L’âme de mademoiselle Loiselier, une jeune fille pure, simple, obéissante à ses parents, chrétienne par l’éducation, sinon par le cœur, cette âme vous paraît donc moins précieuse que l’âme de madame Manolé, une étrangère aussi, différente de vous, hostile à ce que vous aimez, et païenne ?…
— Mademoiselle Loiselier a des parents, ses protecteurs naturels… L’autre est seule, toute seule…
— Vous avez vu les parents de mademoiselle Loiselier. Quelle espèce de protection, de direction morale, peut-elle attendre de ce père abruti, de cette mère coquette et vaine ?… Évidemment, madame Manolé vous serait odieuse si vous la considériez de sang-froid. Elle est l’ennemie de votre Dieu…

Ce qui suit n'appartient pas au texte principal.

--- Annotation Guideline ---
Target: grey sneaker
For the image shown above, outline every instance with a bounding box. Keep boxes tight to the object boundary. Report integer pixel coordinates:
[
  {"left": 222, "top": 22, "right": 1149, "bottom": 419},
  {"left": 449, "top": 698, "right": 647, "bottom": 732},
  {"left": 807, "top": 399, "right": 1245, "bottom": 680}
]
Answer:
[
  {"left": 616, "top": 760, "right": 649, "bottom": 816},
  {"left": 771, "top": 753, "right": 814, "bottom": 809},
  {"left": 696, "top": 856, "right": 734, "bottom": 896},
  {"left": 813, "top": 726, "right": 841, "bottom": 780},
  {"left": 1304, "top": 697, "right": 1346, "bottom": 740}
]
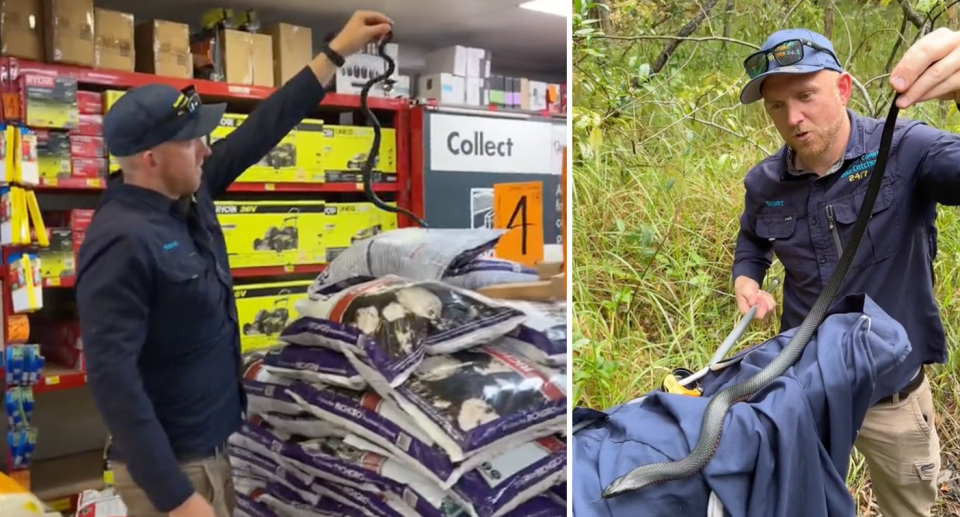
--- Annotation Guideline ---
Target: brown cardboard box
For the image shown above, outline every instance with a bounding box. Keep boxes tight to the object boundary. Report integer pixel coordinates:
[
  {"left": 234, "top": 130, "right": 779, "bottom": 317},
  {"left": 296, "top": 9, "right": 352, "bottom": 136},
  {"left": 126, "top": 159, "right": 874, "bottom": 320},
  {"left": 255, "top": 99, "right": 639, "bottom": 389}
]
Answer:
[
  {"left": 250, "top": 34, "right": 276, "bottom": 87},
  {"left": 220, "top": 29, "right": 274, "bottom": 86},
  {"left": 263, "top": 23, "right": 314, "bottom": 86},
  {"left": 220, "top": 29, "right": 253, "bottom": 84},
  {"left": 43, "top": 0, "right": 94, "bottom": 66},
  {"left": 134, "top": 20, "right": 193, "bottom": 79},
  {"left": 0, "top": 0, "right": 44, "bottom": 61},
  {"left": 93, "top": 7, "right": 136, "bottom": 72}
]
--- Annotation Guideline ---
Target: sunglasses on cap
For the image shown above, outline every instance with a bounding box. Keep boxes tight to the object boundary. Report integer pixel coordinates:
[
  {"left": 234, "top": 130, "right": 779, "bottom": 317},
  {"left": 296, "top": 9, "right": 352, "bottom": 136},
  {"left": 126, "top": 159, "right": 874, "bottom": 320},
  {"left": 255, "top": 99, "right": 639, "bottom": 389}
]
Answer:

— Non pas l’ennemie… Rappelez-vous ses paroles !
— Jésus a dit : « Qui n’est pas avec moi est contre moi. »
— Je veux la persuader, la conquérir…
— Pour diminuer la distance qui vous sépare d’elle… Vous n’avez jamais pensé à conquérir mademoiselle Loiselier.
— Ah ! comme vous me harcelez ! s’écria le jeune homme douloureusement. Moi, j’aime Fanny Manolé !… Je viens de rester près d’elle, seul à seule, et savez-vous de quoi nous avons parlé ?… De Port-Royal… Ce n’est pas un sujet de conversation qui prête à la galanterie…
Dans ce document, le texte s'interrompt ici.